Have all the ingredients ready and measured before starting out ot ensure a successful baked sponge.
Ingredients
- 4x size 7 eggs, at room temperature
- ¾ cup caster sugar
- 1 teaspoon vanilla essence
- 1¼ cups flour
- 1½ teaspoons baking powder
- 1 teaspoons butter, melted
- 3 tablespoons hot water
Method
- Place the oven rack in the centre of the oven. Preheat the oven to 180ºC. Lightly grease a deep 20cm round cake tin.
- In an electric mixer, beat the eggs, sugar and vanilla essence with a pinch of salt until thick and creamy - about 10 minutes.
- Working quickly, sift the flour and baking powder over the egg mixture. Use a slotted spoon to fold in, pouring the melted butter and hot water down the side of the bowl.
- Quickly pour the mixture into the prepared cake tin.
- Bake in the preheated oven for 25 minutes or until the sponge is elastic to the touch and shinking from the sides of the tin.
- Turn out at once onto a cake rack to cool completely.
- When cold, use a serrated knife to cut the cake in half or three layers horizontally. Sandwich the layers with whipped cream, jam or lemon honey and top with whipped cream or a thick dusting of icing sugar.
Cooks Tips
- The eggs will be thick and creamy when you can lift the beaters out of the mixture and draw a figure 8 with the mixture that falls off the beaters.

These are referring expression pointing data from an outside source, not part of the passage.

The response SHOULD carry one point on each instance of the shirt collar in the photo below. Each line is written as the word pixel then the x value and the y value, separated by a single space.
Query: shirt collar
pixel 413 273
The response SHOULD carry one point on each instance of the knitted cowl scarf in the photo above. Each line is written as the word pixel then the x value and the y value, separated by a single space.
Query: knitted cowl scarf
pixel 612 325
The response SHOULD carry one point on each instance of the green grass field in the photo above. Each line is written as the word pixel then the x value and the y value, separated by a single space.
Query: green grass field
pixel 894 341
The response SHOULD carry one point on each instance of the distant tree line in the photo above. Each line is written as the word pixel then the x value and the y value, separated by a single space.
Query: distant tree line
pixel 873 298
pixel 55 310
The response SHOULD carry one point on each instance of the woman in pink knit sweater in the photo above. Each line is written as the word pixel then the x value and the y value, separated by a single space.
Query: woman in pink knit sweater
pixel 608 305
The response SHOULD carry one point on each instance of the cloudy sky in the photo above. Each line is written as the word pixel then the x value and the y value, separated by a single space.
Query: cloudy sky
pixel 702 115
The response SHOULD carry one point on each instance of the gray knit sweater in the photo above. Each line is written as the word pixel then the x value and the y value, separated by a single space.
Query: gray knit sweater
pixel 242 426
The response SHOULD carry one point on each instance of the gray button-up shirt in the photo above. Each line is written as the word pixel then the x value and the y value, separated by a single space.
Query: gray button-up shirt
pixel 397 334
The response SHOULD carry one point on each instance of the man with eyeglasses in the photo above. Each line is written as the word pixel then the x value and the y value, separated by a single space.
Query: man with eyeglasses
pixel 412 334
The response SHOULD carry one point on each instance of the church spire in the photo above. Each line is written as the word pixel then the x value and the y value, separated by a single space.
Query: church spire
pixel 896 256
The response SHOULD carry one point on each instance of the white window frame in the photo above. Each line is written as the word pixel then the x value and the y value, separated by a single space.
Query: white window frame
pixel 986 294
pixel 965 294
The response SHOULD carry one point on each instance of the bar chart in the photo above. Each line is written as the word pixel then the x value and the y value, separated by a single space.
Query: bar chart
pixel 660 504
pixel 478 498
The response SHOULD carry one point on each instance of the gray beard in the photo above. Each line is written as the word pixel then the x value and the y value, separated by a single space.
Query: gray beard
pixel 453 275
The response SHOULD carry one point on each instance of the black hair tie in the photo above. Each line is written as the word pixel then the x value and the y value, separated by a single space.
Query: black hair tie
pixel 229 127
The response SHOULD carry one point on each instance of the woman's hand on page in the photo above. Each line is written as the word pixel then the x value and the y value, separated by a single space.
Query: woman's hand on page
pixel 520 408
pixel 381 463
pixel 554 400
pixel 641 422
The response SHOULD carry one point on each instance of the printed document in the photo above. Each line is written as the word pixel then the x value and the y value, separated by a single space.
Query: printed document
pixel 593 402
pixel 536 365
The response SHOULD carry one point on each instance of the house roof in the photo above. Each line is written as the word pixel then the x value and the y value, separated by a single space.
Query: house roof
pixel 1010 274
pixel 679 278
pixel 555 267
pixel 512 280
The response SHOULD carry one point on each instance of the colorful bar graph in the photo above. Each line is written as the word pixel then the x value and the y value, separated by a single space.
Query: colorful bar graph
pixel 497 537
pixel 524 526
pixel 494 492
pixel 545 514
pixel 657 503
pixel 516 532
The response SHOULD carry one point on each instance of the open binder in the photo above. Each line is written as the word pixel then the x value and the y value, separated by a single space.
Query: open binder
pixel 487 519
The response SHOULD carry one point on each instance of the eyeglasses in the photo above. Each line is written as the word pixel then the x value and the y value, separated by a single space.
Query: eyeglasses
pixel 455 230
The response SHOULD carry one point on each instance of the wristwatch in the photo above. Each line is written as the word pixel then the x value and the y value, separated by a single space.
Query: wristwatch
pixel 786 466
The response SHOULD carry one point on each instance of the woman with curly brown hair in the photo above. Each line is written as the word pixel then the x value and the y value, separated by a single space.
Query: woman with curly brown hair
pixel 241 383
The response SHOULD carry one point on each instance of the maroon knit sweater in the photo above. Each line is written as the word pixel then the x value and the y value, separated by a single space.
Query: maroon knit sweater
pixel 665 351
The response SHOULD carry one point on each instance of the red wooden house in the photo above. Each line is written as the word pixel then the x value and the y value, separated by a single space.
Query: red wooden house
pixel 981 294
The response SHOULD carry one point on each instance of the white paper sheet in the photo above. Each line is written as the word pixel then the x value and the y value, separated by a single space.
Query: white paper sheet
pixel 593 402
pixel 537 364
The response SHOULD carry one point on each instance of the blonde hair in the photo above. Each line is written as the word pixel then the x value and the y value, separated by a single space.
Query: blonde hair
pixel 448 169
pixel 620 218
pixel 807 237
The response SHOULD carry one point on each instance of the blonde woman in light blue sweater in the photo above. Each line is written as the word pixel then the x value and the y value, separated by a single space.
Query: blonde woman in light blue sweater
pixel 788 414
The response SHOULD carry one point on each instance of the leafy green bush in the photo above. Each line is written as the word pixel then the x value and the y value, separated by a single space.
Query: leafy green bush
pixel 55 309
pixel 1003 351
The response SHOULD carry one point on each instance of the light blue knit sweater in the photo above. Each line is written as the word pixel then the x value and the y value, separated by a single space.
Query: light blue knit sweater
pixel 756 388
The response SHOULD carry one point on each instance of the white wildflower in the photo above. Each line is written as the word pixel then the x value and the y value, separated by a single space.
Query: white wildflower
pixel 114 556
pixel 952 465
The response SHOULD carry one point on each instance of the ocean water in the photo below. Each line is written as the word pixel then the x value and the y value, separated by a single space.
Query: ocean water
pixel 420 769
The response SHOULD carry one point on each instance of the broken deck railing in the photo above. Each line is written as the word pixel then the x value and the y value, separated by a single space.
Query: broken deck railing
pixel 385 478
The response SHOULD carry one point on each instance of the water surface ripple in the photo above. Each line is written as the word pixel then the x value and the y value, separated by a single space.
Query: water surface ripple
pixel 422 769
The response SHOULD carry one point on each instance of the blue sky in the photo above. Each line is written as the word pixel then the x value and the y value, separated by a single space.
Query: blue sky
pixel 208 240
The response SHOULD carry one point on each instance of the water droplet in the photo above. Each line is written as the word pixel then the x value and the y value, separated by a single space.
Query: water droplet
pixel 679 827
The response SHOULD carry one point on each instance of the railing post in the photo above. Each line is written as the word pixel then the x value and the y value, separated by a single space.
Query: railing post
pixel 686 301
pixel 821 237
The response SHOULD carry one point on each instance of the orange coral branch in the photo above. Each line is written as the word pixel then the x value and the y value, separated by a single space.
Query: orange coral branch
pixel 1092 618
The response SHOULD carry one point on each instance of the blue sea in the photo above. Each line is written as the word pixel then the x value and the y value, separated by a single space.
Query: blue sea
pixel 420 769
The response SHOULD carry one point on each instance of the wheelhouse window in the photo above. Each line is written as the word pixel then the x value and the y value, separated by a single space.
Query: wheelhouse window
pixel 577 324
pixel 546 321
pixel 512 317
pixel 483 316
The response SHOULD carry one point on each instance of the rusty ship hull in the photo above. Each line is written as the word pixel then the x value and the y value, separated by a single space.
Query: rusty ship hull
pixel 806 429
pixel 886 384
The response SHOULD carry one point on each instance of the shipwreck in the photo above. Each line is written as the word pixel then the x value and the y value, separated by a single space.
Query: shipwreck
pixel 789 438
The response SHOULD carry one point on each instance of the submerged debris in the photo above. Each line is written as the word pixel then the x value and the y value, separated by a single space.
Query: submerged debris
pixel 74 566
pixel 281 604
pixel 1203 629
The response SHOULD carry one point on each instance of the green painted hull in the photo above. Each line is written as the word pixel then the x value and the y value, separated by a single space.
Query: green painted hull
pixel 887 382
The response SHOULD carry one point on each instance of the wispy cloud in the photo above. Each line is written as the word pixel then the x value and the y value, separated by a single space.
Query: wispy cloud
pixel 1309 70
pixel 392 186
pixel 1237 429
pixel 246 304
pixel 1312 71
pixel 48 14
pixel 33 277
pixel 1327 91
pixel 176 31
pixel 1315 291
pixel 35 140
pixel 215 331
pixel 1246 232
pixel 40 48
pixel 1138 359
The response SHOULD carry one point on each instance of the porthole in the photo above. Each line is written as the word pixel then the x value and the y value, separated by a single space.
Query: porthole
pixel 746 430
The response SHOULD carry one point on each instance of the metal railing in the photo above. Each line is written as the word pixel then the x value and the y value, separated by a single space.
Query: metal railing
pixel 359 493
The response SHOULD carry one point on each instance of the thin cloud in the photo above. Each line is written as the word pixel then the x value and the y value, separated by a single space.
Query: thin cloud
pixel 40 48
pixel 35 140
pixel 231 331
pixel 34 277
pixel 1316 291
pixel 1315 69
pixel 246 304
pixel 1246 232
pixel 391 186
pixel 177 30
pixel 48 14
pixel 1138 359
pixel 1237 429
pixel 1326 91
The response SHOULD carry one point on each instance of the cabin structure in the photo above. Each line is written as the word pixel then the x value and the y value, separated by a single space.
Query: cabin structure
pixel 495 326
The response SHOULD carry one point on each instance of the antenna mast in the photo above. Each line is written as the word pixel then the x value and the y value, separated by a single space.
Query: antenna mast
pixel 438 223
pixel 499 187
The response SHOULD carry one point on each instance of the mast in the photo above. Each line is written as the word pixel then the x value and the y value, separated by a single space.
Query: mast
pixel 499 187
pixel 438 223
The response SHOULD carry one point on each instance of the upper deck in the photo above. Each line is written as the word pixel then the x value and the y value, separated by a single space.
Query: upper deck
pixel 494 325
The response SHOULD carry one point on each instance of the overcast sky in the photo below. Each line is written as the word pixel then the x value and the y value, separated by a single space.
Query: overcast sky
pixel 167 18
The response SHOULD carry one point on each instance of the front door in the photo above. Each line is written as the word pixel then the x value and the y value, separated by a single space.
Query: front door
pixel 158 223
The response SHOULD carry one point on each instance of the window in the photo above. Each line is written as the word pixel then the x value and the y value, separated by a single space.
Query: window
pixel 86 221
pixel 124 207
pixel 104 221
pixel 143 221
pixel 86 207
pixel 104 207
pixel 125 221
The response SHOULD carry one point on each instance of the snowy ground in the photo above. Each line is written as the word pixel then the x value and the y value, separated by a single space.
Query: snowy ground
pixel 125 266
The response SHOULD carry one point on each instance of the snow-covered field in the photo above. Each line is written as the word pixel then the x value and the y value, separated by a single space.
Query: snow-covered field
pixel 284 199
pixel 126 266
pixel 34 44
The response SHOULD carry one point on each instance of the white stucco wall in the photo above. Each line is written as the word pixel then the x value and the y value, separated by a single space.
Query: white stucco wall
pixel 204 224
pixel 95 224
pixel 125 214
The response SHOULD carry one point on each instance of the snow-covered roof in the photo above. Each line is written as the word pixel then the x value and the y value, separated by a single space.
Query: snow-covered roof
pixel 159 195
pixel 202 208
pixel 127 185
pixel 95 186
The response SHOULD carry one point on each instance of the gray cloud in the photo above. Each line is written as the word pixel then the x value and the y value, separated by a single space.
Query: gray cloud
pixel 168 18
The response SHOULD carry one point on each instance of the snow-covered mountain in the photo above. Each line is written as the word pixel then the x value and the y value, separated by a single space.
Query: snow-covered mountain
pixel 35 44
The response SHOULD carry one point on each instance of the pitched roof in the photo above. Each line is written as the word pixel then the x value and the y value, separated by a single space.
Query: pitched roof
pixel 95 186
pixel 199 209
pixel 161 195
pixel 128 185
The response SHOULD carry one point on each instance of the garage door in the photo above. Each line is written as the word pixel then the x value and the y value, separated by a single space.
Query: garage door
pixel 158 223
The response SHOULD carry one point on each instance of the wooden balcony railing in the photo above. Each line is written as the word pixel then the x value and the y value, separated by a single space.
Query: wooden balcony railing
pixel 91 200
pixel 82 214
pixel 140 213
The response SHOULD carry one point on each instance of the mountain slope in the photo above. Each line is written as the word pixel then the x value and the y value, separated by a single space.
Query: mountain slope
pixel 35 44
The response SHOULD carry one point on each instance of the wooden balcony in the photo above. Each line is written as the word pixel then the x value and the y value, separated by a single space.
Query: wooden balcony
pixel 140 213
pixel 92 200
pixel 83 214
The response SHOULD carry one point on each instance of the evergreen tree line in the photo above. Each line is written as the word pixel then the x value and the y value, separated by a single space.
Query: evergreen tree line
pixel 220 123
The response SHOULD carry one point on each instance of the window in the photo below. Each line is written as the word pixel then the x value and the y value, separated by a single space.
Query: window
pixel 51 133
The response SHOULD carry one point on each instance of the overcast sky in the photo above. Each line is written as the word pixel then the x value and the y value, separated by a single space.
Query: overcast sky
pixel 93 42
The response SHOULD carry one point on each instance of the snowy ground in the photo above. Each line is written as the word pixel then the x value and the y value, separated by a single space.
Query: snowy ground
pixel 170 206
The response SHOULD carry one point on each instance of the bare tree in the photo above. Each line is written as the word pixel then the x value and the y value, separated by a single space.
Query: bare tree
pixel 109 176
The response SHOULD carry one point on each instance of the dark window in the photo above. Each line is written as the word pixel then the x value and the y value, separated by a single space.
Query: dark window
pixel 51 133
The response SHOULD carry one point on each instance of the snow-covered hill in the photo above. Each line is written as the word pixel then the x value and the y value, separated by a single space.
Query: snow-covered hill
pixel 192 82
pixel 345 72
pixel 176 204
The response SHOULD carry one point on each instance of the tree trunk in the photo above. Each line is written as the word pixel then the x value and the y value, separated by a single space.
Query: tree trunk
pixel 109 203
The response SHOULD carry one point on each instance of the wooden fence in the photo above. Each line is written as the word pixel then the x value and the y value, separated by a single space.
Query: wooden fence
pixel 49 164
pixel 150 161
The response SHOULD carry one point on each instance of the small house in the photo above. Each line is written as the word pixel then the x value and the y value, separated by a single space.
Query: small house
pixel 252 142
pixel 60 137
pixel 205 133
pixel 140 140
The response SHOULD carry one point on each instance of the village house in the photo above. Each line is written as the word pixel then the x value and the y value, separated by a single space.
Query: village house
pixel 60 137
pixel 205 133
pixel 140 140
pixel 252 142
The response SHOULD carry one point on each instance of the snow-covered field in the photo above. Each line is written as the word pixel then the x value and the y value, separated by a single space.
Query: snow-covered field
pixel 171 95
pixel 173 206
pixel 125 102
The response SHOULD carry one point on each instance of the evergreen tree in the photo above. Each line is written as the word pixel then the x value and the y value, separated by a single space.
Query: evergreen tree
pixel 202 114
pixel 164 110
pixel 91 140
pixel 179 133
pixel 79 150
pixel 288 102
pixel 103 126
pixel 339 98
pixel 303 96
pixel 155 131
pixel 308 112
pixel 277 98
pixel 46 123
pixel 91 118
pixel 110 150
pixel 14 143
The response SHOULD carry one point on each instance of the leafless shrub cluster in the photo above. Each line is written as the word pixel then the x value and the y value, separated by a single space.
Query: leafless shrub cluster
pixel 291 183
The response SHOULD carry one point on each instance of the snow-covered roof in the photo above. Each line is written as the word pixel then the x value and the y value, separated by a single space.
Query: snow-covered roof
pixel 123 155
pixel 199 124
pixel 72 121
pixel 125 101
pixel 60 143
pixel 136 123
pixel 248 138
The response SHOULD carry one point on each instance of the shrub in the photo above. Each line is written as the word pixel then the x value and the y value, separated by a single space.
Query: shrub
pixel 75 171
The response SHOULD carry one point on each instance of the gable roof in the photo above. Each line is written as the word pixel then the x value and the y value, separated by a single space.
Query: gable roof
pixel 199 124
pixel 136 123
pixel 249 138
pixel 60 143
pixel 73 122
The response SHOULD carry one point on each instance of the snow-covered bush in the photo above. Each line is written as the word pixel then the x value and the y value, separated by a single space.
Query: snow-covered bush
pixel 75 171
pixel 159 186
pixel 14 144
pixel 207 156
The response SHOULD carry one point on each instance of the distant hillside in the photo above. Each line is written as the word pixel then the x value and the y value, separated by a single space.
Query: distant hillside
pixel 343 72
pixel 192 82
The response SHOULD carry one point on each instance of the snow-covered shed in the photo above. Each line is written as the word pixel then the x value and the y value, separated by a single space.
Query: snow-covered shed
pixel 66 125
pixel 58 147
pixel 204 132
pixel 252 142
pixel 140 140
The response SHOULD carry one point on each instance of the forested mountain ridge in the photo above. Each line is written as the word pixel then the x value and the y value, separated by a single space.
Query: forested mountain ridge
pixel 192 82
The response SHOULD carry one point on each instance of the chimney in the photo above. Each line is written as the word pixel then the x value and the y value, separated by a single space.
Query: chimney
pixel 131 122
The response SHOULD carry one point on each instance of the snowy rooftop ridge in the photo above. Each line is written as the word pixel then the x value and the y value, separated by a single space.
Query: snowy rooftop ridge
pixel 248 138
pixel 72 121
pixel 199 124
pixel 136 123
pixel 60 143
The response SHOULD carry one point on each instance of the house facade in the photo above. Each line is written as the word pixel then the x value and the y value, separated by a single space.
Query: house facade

If you can still see the figure 8 when you have finished drawing then the mixture is thick enough.
- Use your hand to fold the flour, butter and hot water into the whipped egg mixture. Hands are more gently and softer than a large spoon.
- Do not line the tins with paper or flour. Sponges have little fat and if the tins are protected with paper, the base and/or the sides of the sponges will have a moist, crustless appearance when the paper is removed. The exception to this is a Swiss roll.
- Do not stand a sponge in a draught when cooling as it will shrivel slightly.